Iannetta was essentially handed the starting catcher job in '07, '08, '09 and 2010, and in three of those four years he has played himself out of the starting job.
Now, its not like the Rockies had someone behind Iannetta who they were dying to take a look at. They didn't even have a guy waiting on the bench who had been an everyday starter, but was on the back end of his career. The guys brought in to backup Iannetta were exactly that...backups. Iannetta did not lose his job to an up-and-coming stud. He lost his job to career journeymen.
The problem for Iannetta is not his talent, but it is his passion.
The catcher is emotionless.
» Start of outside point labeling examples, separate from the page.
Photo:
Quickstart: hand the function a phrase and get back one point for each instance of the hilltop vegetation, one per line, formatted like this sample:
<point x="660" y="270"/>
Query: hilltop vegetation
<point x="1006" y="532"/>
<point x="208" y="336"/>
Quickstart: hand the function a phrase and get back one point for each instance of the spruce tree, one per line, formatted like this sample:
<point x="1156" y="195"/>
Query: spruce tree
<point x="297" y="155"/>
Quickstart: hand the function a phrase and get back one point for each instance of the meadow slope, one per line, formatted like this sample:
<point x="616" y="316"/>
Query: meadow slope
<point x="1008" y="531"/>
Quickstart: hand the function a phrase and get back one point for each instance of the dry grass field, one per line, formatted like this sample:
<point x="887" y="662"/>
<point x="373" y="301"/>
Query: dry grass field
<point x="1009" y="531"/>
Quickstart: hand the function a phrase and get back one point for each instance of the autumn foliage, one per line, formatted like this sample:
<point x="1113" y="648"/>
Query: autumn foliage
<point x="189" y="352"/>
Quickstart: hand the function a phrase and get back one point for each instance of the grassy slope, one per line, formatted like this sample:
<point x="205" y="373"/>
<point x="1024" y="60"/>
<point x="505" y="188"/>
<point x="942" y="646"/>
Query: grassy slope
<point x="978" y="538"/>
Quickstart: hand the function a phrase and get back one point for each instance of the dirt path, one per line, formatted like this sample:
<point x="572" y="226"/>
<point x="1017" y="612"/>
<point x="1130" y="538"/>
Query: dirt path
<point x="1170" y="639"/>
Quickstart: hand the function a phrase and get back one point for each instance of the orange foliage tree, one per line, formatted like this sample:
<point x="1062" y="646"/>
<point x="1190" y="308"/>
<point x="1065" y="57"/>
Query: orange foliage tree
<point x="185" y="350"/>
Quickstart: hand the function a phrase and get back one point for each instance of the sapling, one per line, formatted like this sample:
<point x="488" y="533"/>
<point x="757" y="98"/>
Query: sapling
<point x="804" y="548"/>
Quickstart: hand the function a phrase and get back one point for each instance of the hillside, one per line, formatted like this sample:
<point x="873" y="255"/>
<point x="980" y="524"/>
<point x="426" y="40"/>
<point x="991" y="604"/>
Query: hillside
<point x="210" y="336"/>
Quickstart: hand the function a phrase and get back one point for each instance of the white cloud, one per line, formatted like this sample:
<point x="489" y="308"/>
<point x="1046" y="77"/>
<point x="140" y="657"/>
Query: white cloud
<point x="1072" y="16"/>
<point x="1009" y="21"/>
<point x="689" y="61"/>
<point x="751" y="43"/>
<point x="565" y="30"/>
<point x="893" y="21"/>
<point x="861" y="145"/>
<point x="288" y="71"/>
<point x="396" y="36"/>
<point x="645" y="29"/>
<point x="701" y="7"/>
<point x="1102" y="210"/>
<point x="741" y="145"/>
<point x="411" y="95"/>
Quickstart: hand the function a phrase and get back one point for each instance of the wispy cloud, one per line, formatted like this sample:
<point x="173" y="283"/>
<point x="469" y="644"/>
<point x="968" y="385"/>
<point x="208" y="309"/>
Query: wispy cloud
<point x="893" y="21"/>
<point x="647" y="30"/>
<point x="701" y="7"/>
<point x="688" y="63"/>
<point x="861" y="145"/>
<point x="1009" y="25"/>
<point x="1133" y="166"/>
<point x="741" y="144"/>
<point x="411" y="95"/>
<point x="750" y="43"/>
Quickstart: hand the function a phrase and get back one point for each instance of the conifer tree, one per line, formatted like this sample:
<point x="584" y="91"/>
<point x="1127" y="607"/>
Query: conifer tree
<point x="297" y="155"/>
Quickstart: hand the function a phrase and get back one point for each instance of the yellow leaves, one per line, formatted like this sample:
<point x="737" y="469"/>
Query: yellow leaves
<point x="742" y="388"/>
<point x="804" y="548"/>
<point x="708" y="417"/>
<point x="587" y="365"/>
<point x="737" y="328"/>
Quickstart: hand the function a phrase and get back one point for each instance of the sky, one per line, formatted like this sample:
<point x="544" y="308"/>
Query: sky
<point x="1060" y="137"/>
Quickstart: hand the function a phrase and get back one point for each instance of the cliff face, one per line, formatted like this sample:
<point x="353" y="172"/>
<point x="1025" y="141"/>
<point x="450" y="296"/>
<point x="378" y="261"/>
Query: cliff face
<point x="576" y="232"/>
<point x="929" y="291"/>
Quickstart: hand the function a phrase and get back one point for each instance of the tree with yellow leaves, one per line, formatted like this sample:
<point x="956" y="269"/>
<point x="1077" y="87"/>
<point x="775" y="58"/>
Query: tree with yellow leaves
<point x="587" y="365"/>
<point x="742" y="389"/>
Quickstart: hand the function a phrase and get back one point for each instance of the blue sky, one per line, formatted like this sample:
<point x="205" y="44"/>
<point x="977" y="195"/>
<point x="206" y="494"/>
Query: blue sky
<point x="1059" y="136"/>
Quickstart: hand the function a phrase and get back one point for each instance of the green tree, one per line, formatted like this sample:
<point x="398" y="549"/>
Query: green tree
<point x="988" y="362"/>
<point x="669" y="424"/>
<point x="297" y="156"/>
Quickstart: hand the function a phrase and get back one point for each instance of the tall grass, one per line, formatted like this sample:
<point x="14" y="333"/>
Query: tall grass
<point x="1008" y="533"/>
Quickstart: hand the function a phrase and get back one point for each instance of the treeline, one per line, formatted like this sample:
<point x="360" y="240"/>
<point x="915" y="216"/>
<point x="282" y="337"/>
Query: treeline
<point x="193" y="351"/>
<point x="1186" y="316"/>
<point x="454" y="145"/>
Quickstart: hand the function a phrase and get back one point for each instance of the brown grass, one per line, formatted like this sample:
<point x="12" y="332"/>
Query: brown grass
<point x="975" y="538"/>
Most of the time the average person couldn't tell whether Iannetta hit a home run or if his dog got hit by a car. While it is not necessary, or even healthy, to have a team full of guys with Troy Tulowitzki's fire, it is important for a teammate to show that he is upset with himself when he struck out for the third time in a game.
Iannetta doesn't need to break his bat over his knee, or beat up a water cooler, but something, anything to show fans and teammates that he actually cares about what happened in his last at bat would go a long way. Instead he is simply deadpan.
Fans of the catcher point to Todd Helton, a Rockie who is notably stoic. They say that extreme passion is not everyone's style.
That reason is a poor excuse, and frankly, a slap in the face of Helton. The greatest player to don a Rockies uniform may not express his passion the way Tulowitzki does, but take one look at the man and it is extremely obvious that passion oozes out of his pours. He loves baseball, he loves winning, and he works harder than anyone else in that clubhouse to improve his game.
It also doesn't hurt that he has something that Iannetta doesn't have...the numbers to prove it.
At some point, most likely soon, the Rockies are going to have to make a decision with Iannetta. They cannot afford to let him sit on the bench, but they also cannot afford to let him steal at-bats from a player who has a chance at the plate.
The fact is, Chris Iannetta may simply fall in line with the thousands of other "can't miss" prospects who missed.